A lazy person's weekend - 10 meals and 2 snacks for less than £12

I used to have a half day on Fridays so I'd start this off as soon as I got home, you'll get at least 2 meals of chicken breast in wraps, 2 "roast dinner" type meals of chicken leg, potatoes, parsnips and veggies of your choice, 2 unhealthy snacks and around 6 meals from the congee depending how thick you make it.

Ingredients :
  • 1 large whole fresh raw chicken approx 2kg £5.50  
  • 1 tbsp salt £0.10
  • 1 pack of tortillas £1
  • Sauce of choice e.g. BBQ, sweet chilli, hot sauce £0.10
  • 1/2 tbsp olive/vegetable/other oil £0.20
  • 200g grated cheese £1
  • 1kg potatoes £1
  • 500g parsnips or other veg (I like onions) to roast £1
  • 1 inch fresh ginger £0.30
  • 2 cups uncooked rice £0.50
  • A few lines of sriracha £0.30
  • Soy sauce to taste £0.20
  • Optional - cucumber, lao gan ma, fresh garlic, sugar, salt £1 to make cucumber salad, recipe at the bottom here, or salted duck eggs/century eggs 
First off the roasted spatchcocked chicken:
  • Preheat the oven to around 220 degrees C, then lay the chicken on the cutting board, breast side down, and in theory use kitchen shears to cut out the backbone (I use normal scissors and pull it apart as well). 
  • Optional: Parboil the potatoes for a few minutes if you'd like, I don't bother, you can peel the potatoes and put the scraps into the stock pot too but I leave the skin on. 
  • Put the backbone into a large stock pot - this will be for the congee.

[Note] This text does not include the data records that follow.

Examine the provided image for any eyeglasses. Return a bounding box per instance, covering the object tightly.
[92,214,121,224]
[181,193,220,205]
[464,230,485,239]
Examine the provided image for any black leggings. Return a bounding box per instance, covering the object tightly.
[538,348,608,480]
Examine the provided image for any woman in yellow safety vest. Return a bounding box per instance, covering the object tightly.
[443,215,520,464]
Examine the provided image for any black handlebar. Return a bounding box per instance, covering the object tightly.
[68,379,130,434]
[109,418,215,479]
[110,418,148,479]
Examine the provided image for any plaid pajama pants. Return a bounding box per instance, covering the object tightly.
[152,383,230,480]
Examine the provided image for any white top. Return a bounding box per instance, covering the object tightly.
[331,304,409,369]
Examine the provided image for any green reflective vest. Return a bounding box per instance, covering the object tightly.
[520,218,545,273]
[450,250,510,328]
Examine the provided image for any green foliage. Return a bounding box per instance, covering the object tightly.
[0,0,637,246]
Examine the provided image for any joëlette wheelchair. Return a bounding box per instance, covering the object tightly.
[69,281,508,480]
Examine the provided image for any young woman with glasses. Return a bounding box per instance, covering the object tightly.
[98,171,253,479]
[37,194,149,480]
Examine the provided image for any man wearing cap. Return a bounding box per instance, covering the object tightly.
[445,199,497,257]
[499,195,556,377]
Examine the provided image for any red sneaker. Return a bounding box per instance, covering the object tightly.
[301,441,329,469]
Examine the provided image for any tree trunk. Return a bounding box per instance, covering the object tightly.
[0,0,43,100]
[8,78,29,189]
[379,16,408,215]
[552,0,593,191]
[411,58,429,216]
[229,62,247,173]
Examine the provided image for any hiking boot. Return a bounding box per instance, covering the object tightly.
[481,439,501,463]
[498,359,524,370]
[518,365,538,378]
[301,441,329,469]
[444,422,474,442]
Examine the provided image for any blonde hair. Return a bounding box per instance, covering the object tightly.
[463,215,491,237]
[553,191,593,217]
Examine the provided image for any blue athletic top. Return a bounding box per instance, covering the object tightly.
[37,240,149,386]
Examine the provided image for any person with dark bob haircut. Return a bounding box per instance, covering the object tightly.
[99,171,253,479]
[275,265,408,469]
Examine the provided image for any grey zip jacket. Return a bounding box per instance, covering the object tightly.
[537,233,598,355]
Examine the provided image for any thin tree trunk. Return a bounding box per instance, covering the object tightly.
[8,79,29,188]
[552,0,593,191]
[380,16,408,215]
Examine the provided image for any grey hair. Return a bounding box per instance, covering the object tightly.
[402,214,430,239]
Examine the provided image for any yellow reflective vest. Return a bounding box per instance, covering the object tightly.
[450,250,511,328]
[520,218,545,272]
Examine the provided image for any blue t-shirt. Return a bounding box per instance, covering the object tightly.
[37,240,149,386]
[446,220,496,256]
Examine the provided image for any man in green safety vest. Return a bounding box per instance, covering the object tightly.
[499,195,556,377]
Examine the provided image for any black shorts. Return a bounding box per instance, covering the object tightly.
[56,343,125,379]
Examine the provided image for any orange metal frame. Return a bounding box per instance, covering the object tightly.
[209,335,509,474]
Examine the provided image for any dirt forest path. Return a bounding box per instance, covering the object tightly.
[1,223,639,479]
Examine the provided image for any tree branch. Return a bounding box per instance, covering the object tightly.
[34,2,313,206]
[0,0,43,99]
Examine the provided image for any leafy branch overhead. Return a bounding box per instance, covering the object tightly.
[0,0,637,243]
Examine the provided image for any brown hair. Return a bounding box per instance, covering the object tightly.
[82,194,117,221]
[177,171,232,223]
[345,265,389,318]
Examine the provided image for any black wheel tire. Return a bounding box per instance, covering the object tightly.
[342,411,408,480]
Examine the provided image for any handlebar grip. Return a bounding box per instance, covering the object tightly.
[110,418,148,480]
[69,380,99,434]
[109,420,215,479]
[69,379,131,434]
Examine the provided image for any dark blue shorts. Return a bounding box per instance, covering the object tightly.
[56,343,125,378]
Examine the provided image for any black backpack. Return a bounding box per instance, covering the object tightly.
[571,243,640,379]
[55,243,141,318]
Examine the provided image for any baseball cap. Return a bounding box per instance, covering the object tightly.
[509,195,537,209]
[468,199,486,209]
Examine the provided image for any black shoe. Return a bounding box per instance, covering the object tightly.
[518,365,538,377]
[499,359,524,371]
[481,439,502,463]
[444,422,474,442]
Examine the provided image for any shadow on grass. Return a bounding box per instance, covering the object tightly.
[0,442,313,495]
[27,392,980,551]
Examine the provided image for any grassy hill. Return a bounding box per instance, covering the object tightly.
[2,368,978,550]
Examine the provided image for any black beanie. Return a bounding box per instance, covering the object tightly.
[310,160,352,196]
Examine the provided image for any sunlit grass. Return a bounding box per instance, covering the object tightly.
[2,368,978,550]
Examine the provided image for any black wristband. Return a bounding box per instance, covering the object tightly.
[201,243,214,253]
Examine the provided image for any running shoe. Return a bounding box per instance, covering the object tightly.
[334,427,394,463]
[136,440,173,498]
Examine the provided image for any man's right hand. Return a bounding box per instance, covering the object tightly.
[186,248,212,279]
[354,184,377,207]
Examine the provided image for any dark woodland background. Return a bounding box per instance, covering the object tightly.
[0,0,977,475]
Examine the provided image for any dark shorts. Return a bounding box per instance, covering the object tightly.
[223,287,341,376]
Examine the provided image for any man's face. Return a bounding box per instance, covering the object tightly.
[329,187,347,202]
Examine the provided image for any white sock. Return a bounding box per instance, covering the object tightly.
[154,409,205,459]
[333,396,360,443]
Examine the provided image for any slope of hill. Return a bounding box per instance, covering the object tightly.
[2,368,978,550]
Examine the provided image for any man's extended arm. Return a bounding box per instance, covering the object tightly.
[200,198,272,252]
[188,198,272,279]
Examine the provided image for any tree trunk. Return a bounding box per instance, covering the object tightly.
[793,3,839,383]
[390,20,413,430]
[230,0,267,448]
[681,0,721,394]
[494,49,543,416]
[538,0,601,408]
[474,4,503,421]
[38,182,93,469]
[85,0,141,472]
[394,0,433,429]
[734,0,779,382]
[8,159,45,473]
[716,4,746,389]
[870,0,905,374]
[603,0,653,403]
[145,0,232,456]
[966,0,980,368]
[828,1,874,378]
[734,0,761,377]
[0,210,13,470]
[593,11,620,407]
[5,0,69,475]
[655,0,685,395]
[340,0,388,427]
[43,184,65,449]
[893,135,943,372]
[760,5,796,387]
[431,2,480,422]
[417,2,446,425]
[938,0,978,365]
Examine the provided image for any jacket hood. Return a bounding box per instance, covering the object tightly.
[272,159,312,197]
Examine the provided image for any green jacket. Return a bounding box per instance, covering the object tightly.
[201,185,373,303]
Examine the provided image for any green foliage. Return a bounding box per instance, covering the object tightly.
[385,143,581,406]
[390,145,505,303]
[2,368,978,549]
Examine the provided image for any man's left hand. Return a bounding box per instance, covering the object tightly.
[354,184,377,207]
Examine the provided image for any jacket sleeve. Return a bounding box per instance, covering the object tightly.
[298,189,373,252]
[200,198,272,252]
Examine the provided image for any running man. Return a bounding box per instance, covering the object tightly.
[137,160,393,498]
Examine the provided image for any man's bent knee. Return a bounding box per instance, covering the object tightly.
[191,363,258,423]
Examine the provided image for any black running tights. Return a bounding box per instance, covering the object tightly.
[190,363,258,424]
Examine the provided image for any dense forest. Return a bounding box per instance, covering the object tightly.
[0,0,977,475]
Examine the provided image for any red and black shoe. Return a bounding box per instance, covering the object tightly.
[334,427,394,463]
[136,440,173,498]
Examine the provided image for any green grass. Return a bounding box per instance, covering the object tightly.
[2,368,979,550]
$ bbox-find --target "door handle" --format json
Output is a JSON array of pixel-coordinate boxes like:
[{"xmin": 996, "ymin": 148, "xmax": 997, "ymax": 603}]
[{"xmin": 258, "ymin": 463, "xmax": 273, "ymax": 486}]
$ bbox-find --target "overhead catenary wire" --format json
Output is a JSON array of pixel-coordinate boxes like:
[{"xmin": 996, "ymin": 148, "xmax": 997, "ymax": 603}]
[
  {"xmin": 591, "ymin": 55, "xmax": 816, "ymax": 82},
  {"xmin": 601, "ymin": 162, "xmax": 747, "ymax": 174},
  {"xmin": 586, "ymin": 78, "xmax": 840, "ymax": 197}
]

Open the chicken like a book then flip it over, and press down in the middle of the breasts with your hands to crack the bone and flatten it out. I don't care too much about this bit as long as the legs/wings are facing outwards. 
  • Wash then chop up the potatoes and parsnips, as many as will fit in the oven tray, arrange them on the tray. Place the spatchcocked chicken on top of the potatoes etc. in the middle of the tray, then with a pinch of salt at a time, rub salt over the skin, and also between the skin and the breasts. 
  • Sprinkle a little more salt over the potatoes and then toss the potatoes that aren't covered by chicken with the olive oil. 
  • Roast for about 45 mins, in theory you should turn over the potatoes and pour some of the juices back over the chicken but I don't bother. 

Roast dinner (2 meals): 
Peel the skin off the chicken and eat it, or don't. I have 1 chicken leg, 1 wing and some potatoes and stuff for a meal, 

Wraps (2 meals):
The chicken breasts should come off easily with your fingers/a knife or fork once the chicken has cooled a bit, chop up the breasts and eat with a sauce of your choice + some cheese or veggies etc. in tortillas. I pull off all the meat from the carcass with my fingers, put the good meat into a box for more wraps or something else, and the less nice things with veins or whatever into a box to go in my congee later. 

Congee (6 meals): 
Once the meat is all off the carcass, put all the bones into your stock pot. I usually put this into the fridge and make the congee the next day instead. Full congee recipe can be found here
  • Put a load of water into the pot with the scraps/bones - this is more than 1 litre for me, Bring to the boil at high heat, then simmer for 2 hours.
  • Use a sieve or something to separate the bones from the stock.
  • Wash rice then add the rice to the stock, bring to the boil on high heat then leave on a low simmer (2-3 on my 1-9 hob). Add peeled and finely chopped ginger. 
  • Simmer for 2+ hours, then leave to cool. Store in the fridge for up to 5 days.